Growing up in a city predominantly populated of white families, I have been exposed to white privilege firsthand; in addition to experiencing white privilege my racially diverse friend group gives me a secondhand look into being on the other side. There have been countless times I have walked around the neighborhoods and cops have driven past me without giving a second glance but I know of two different times my same friend (whom is black) experienced a cop (different cop each time) stop him for looking “suspicious”. Why was he stopped and I wasn’t when we were doing the exact same thing, simple answer: white privilege. This goes along with McIntosh’s list and how it has not changed very much, white people still have privileges that they “enjoy” such as not being questioned by the police because of their skin color or being able to shop confidently that they will not be followed or harassed. They are able to swear or dress in whatever they desire without having people look at these choices as results of the bad morals, the poverty, or the illiteracy of their race. The fact that these are still privileges whites experience shows that stereotypes are still very well alive and don’t seem to be in the decline anytime soon.

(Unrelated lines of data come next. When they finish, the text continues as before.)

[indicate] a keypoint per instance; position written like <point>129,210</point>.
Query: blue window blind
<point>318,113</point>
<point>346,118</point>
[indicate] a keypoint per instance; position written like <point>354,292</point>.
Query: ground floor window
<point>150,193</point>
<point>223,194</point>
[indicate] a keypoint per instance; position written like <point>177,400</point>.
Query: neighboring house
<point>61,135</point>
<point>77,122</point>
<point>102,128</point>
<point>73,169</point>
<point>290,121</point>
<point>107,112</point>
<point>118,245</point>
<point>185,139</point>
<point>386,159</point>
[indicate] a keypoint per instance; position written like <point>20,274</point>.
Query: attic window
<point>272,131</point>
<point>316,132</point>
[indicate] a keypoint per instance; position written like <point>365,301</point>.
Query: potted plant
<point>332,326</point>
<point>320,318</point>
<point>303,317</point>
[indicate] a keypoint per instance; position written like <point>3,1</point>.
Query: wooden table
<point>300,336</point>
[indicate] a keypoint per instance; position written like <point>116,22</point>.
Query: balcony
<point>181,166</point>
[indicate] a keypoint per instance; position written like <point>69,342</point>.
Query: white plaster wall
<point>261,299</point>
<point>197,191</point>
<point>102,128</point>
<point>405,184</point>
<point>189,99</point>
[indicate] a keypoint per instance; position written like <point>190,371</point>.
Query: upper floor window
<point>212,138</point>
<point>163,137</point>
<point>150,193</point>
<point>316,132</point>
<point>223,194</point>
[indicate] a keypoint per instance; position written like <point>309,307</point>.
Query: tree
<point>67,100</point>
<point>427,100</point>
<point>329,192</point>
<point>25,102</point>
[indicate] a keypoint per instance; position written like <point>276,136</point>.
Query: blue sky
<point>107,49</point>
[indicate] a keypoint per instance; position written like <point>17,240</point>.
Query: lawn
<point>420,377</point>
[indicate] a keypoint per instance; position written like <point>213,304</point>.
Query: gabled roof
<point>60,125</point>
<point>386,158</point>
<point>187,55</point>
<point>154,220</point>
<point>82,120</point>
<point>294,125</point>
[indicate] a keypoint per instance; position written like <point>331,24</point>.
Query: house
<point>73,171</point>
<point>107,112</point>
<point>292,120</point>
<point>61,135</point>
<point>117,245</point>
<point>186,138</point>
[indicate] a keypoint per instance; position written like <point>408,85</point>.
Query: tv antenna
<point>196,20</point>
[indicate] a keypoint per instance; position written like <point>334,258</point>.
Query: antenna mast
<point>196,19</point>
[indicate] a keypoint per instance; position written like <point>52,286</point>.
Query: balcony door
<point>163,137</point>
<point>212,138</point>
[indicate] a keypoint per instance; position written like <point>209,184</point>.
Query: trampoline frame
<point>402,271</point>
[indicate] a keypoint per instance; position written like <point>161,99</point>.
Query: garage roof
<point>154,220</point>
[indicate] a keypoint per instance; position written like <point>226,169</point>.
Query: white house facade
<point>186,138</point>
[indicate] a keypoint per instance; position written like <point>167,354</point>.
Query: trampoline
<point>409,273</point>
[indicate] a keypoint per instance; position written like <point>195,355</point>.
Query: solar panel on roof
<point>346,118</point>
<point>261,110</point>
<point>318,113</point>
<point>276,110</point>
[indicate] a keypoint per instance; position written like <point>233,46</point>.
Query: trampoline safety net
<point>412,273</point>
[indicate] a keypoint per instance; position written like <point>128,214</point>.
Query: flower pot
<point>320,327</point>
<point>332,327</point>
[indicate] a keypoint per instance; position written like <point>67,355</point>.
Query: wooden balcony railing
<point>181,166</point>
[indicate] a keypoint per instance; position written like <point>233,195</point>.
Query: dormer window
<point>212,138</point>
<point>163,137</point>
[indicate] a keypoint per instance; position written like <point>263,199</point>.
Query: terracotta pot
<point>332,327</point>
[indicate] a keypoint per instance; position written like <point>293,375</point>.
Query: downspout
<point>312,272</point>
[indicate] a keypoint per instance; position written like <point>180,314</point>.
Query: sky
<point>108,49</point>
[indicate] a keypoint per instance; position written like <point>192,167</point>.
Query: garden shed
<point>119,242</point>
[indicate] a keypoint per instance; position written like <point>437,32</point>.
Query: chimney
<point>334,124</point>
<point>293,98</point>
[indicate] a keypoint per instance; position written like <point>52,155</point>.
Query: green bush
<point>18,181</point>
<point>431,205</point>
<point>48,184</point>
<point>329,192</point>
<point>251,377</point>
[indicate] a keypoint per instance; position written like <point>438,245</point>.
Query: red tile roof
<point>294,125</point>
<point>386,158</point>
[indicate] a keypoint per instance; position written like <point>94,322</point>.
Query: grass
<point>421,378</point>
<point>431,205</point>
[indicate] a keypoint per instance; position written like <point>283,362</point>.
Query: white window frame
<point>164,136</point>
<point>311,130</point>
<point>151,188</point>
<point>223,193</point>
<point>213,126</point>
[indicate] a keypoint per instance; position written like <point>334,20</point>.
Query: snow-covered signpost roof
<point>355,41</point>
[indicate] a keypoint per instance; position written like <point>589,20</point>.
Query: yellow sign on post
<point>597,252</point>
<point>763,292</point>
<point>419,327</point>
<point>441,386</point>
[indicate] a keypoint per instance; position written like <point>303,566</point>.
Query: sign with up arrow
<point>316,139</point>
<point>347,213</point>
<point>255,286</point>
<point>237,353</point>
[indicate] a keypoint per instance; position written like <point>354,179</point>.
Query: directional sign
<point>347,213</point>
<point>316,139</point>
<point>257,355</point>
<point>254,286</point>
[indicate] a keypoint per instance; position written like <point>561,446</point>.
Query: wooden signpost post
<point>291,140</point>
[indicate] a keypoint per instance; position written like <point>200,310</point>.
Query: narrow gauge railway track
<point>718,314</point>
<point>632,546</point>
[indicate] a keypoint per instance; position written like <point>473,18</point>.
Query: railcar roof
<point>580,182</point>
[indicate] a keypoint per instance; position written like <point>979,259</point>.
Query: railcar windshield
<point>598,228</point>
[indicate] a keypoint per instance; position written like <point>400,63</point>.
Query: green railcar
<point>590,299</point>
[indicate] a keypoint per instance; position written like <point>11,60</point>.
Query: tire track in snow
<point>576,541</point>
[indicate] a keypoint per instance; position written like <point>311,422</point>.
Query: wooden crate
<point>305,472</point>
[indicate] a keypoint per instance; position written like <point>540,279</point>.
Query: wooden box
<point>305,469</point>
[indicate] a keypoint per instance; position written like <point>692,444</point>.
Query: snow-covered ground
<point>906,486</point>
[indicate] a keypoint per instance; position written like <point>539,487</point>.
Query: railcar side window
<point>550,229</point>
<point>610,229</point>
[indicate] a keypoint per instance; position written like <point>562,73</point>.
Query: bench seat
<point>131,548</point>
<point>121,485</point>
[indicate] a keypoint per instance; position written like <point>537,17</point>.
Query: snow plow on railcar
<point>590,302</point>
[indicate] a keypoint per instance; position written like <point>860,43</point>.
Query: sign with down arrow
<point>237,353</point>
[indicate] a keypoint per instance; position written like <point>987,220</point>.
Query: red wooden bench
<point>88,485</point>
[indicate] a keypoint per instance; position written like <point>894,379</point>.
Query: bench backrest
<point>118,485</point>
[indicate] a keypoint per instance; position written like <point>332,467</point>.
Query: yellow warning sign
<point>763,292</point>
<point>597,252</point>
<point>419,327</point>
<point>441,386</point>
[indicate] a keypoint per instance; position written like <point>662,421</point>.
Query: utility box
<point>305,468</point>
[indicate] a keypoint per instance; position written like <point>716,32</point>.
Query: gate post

Fortunately, some things on McIntosh’s list have changed; music stores carry a large variety of racially different music, supermarkets are now carrying more ethnic foods than they have in the past, it is not uncommon to see people of races other than white in in head positions of employment. TV shows, movies, commercials, magazines, toys, books, and advertisement ads all include people of all races as well as interracial relationships.

McIntosh talks about the privileges that people endure based on gender and race but these aren’t the only two privileges people experience in their life. Nowadays it is common to see people having privileges over others based on their physical condition, social class, or sexual orientation. People who are considered to be middle class and upper class have the privilege of being able to shop for clothing and groceries wherever they like. They are able to afford living in areas that do not already have predetermined stereotypes. A person from lower class may not have the option of living in areas without preconceived stereotypes. The city where I live has preconceived stereotypes of the neighborhoods and apartments that are affordable for the lower income. These apartments and neighborhoods are considered to be the more “dangerous” areas of the city with high crime and drug use. People who experience privileges taken away because of their physical condition are women who are towards the end of their pregnancy; they cannot fly or ride amusement park rides. A person who has experienced a seizure must go a certain amount of months without seizures to be able to drive (depending on state) and a person with poor eyesight must pass the vision standards for their state to be able to obtain a license. Sexual orientation privileges could include: expressing affection in social situations and not expecting hostile reactions, talking openly about your relationship, knowing that you will not be fired from a job or denied a promotion based on your sexuality.

Whether it is your race, gender, social class, sexual orientation, physical condition, or something that I haven’t brought up, everyone will experience privilege in his or her life. I’m sure you could think of a time when you were at advantage and you didn’t even realize it.